Refining the process
Advances in science have already helped to refine the testing process. For example, sample-testing technology, for instance, has improved considerably over the years, with sensitivity having improved 1,000-fold over the past two decades to enable substances to be detected at parts per trillion, according to The Washington Post.
However, more broadly, there is plenty more to do in terms of data, technology and education.
Howman says that significant volumes of data collected in anti-doping processes are “not exploited efficiently in most programmes”. He adds: “There is a huge amount of untapped potential in the use of technology and data in anti-doping (…) Together with effective use of performance data and general intelligence, different data sources can and should be combined to create the best intelligence for anti-doping programmes.”
All governing bodies and anti-doping authorities – whether they are Code signatories or not – have a vested interest in ensuring their educational offerings are as effective as possible. Academic research has shown that carefully designed anti-doping education programmes have a significant impact on knowledge of the topic amongst athletes.
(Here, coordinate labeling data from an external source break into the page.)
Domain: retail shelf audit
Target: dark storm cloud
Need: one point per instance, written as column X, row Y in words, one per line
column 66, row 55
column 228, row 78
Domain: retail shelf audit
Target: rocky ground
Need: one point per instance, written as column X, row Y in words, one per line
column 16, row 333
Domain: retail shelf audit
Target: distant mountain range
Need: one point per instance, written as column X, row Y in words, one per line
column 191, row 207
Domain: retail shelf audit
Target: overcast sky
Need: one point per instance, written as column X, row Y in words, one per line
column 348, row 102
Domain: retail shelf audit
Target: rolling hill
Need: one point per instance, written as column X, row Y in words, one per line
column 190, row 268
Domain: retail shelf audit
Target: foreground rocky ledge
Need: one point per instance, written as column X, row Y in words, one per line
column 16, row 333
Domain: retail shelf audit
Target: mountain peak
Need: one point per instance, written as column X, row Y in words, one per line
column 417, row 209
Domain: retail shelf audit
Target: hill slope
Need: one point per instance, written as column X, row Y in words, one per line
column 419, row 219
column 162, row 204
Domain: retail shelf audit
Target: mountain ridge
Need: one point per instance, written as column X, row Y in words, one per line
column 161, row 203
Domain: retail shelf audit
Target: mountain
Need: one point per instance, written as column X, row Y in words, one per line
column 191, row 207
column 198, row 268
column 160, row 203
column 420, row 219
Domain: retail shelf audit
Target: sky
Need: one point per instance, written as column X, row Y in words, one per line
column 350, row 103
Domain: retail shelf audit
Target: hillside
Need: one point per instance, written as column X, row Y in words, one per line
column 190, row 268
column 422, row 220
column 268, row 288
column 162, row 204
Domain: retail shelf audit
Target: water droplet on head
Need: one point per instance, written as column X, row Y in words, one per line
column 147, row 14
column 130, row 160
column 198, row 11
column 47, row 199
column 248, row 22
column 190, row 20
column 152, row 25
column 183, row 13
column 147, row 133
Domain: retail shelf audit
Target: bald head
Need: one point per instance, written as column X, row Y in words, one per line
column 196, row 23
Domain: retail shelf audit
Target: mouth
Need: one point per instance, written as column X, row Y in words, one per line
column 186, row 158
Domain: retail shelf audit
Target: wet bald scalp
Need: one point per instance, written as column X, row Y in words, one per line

However, Ali Jawad warns that “the international standard of [anti-doping] education is at a low level”.
Verroken adds: “There are numerous ways we could and should be using technology to support education. However, it is still important to ensure relevance. So, one-size-fits-all remains a critical barrier to good quality education.
“As anti-doping systems have become more complex, understanding the anti-doping rules must have direct application to an athlete’s world. If we looked into every anti-doping rule violation as a failure of education, then perhaps we might understand better where we could do better.”
The long-term, top-line challenge is therefore to identify efficiencies with out-of-competition testing that will allow more financial and human resources to be ploughed into investigations and intelligence, and making education more accessible and impactful.
As a starting point, remote testing would appear to present a significant opportunity to save money and build trust with athletes.
The resulting savings can not only be used to support investigations and intelligence, as well as education, but can also be committed to research – another pillar of anti-doping that is squeezed by the reliance on expensive in-person testing.
As highlighted by prominent figures in anti-doping, such as USADA Chief Executive Travis Tygart, there is no suggestion that the “gold standard” of in-person testing should or will be eliminated. However, the clear possibilities presented by remote testing are impossible to ignore.
Indeed, the opportunity to explore any innovation that offers the potential to enhance sustainability, efficiency and trust in the context of the anti-doping conundrum should be seized by sport’s key stakeholders if they are serious about staying one step ahead of the cheats.